Sup ran back, urging us to hurry onward. “We're not going to Junior's. It's his father's old house by the tannery. It's where Junior stores a lot of stuff – nobody'd think to look, there.”
“Yet if everyone knows that, isn't that the most logical place to look?” This was no time to argue, I gathered. The boy was convinced it would be there and so off we went.
“You forget, sir, that Junior is not the sharpest crayon in the box.” The Kapellmeister tapped the side of his head.
There was no one about as the town around us sank into darkness, a pale half moon barely over the horizon. Houses became more distant and more widely separated and occasionally a dog barked. Alerted by their dogs, farmers grabbing muskets fending off burglars were one thing; I was more concerned about running into Indians.
We had reached a stream on our left – Sup called it the river – from here, the Old Prentiss Tannery wasn't far. A road wound through a stretch of forest where it was already dark.
Stopping for breath under a large, spreading tree, the Kapellmeister explained his plan, how we needed a bargaining chip with Junior. “Though the Codex is worthless to a non-musician, it could be worth money.”
“Oh, I get it,” much relieved, “he would want his Ten Commandments back and you'll trade them for your screwdriver thingee.”
Sup laughed and shook his head but then we heard the alarm bell, the signal warning everyone of an impending attack. Word of our escape spread quickly across town and we were not safe.
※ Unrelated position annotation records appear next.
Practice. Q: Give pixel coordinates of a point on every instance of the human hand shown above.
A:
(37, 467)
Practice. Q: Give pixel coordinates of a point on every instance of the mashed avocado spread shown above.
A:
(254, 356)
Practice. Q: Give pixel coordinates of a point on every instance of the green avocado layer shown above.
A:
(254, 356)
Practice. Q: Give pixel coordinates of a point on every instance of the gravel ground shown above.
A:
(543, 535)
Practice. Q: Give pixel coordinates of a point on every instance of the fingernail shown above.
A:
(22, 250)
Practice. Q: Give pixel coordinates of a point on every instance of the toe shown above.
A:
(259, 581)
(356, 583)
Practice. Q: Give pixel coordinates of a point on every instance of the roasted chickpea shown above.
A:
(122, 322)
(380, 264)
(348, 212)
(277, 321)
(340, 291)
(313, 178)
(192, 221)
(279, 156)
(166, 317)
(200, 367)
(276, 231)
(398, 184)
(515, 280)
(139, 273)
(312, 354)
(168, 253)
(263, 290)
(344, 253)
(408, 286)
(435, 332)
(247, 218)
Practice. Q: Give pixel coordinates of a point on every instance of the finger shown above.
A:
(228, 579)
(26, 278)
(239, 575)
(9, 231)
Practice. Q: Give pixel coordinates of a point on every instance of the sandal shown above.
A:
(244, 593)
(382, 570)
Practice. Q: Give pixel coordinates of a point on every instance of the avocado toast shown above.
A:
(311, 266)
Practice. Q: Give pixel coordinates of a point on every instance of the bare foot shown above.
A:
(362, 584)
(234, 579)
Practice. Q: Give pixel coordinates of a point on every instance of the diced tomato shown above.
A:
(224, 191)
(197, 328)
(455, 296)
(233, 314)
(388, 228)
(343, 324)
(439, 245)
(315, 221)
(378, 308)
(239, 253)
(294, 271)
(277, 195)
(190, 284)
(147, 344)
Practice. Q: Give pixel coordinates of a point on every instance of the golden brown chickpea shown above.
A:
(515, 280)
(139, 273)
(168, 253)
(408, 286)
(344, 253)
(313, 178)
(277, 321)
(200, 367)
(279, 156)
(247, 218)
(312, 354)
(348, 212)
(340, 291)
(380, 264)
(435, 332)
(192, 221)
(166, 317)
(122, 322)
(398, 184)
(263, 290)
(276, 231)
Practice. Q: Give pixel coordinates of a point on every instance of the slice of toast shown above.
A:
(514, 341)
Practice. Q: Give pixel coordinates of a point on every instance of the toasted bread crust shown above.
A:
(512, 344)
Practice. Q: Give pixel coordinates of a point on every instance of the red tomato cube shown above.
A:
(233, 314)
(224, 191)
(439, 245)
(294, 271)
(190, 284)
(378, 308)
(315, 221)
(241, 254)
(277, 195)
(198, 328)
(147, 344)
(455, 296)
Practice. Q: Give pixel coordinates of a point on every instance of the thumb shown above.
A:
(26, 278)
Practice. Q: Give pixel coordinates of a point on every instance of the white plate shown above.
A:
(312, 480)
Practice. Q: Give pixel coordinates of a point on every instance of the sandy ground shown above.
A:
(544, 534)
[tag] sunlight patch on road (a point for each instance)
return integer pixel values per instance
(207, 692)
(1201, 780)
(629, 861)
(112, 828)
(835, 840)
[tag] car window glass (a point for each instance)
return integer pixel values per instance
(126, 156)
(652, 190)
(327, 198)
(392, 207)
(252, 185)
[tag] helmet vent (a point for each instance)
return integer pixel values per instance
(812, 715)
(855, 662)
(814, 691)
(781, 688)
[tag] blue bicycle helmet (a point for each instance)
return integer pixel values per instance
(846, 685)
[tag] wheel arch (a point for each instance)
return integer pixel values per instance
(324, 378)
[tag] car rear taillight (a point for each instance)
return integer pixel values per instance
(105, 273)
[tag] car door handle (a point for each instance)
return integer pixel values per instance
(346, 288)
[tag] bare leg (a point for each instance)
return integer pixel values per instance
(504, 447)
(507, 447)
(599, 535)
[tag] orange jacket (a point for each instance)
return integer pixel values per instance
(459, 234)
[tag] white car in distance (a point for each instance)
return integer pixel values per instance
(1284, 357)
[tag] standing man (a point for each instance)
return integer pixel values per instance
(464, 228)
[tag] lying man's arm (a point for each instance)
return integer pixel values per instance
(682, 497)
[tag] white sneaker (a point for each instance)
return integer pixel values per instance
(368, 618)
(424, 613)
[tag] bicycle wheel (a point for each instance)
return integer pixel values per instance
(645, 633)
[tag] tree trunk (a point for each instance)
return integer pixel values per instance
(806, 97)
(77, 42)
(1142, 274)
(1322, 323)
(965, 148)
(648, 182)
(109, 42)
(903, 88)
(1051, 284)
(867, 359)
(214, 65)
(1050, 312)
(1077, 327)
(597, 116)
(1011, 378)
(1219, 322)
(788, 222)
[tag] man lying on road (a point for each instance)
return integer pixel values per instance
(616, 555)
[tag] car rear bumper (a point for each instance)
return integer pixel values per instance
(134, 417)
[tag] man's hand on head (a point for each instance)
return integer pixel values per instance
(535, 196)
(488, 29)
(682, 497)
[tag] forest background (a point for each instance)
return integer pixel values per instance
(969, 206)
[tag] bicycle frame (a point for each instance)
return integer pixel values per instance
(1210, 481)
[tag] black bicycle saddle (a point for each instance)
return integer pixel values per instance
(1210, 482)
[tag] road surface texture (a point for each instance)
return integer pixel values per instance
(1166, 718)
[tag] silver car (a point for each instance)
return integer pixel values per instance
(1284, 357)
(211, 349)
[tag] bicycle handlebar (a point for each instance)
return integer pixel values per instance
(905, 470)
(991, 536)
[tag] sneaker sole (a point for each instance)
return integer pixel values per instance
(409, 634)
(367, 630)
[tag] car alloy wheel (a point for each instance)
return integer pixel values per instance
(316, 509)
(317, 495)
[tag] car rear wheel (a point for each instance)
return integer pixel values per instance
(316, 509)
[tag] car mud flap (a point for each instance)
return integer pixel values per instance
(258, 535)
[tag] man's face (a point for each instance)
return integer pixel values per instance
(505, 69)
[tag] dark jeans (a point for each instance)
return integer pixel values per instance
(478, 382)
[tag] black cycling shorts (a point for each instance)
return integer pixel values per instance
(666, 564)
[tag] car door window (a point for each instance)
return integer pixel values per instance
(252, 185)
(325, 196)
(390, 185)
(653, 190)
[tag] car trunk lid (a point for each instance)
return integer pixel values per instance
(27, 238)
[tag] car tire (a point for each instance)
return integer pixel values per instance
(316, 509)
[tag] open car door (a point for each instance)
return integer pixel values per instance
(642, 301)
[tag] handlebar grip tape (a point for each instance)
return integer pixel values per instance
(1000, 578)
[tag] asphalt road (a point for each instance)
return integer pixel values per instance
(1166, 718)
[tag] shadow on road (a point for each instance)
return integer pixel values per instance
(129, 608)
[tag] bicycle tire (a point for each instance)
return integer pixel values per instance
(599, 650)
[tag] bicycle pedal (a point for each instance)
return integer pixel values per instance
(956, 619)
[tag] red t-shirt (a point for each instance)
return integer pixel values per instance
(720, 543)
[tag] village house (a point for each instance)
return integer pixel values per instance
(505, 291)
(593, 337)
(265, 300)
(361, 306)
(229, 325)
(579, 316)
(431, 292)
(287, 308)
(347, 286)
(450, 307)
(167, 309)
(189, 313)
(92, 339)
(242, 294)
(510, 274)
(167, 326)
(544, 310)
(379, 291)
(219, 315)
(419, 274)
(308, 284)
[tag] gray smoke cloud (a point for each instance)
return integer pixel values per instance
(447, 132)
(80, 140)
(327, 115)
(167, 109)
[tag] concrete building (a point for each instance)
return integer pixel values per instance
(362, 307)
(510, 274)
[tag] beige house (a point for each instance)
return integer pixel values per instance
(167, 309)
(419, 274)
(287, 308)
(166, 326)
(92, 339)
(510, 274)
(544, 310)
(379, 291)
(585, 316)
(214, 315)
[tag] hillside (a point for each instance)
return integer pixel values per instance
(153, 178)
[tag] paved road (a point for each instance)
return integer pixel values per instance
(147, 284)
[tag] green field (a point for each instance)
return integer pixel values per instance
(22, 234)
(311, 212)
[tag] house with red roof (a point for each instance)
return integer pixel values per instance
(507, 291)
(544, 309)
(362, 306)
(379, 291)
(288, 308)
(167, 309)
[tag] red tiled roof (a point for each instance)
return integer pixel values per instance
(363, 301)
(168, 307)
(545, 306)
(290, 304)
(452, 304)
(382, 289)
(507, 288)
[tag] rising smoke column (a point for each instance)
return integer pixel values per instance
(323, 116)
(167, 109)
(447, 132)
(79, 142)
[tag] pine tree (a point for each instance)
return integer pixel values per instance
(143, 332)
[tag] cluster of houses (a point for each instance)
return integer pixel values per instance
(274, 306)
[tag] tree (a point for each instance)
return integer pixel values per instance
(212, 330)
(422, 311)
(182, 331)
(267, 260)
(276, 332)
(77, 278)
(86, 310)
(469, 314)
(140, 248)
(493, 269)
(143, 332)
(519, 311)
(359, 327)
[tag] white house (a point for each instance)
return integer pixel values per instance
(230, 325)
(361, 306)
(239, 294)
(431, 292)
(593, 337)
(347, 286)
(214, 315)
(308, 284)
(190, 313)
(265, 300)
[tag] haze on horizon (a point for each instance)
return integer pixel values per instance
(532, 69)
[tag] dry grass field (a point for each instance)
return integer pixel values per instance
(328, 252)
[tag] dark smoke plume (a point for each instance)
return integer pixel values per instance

“Commandments or not,” Sup said, “you'll need to hide out here until morning.”
“Why are you helping us,” I asked him.
“You know too much about music,” he said. “How could you be spies?”
There, before us, stood a genuine haunted house if I ever saw one.
And then I sensed someone – something – behind us.
Like most in the village, Prentiss' was a smaller version of Belcher's house, a simple Cape Cod house, a single chimney, built against the rough winters they experienced in the woods of Inland Maine; still, a vast improvement, almost luxurious, compared to the original cabins and encampments thrown together when settlers arrived fifty years earlier. The one thing standing out with this particular house was how run-down it looked compared to the others, ramshackle and unlived-in, unlike all the rest, each neat and well-cared-for, the invading brush cleared away. It had only been a few years since Bill Prentiss died, Sup said, but most of the tannery had washed away, another victim of the big flood that hit the town earlier in May. Neither Junior nor Junior's brother had the money or the skill to rebuild, and the woods were slowly claiming it back.
The road, he continued, was called Prentiss Lane though the Old Prentiss Place was the only house back here, so far: no one “in their best wits” wanting to live downwind from a tannery.
“Let me guess,” I said, looking up at the large tree standing before the house, “they call this the Prentiss Elm?”
Sup looked at me like I was daft, as if “why would anyone name a tree that stood on someone's property?” Instead, he said, “can't you tell even in the dark that's an oak?”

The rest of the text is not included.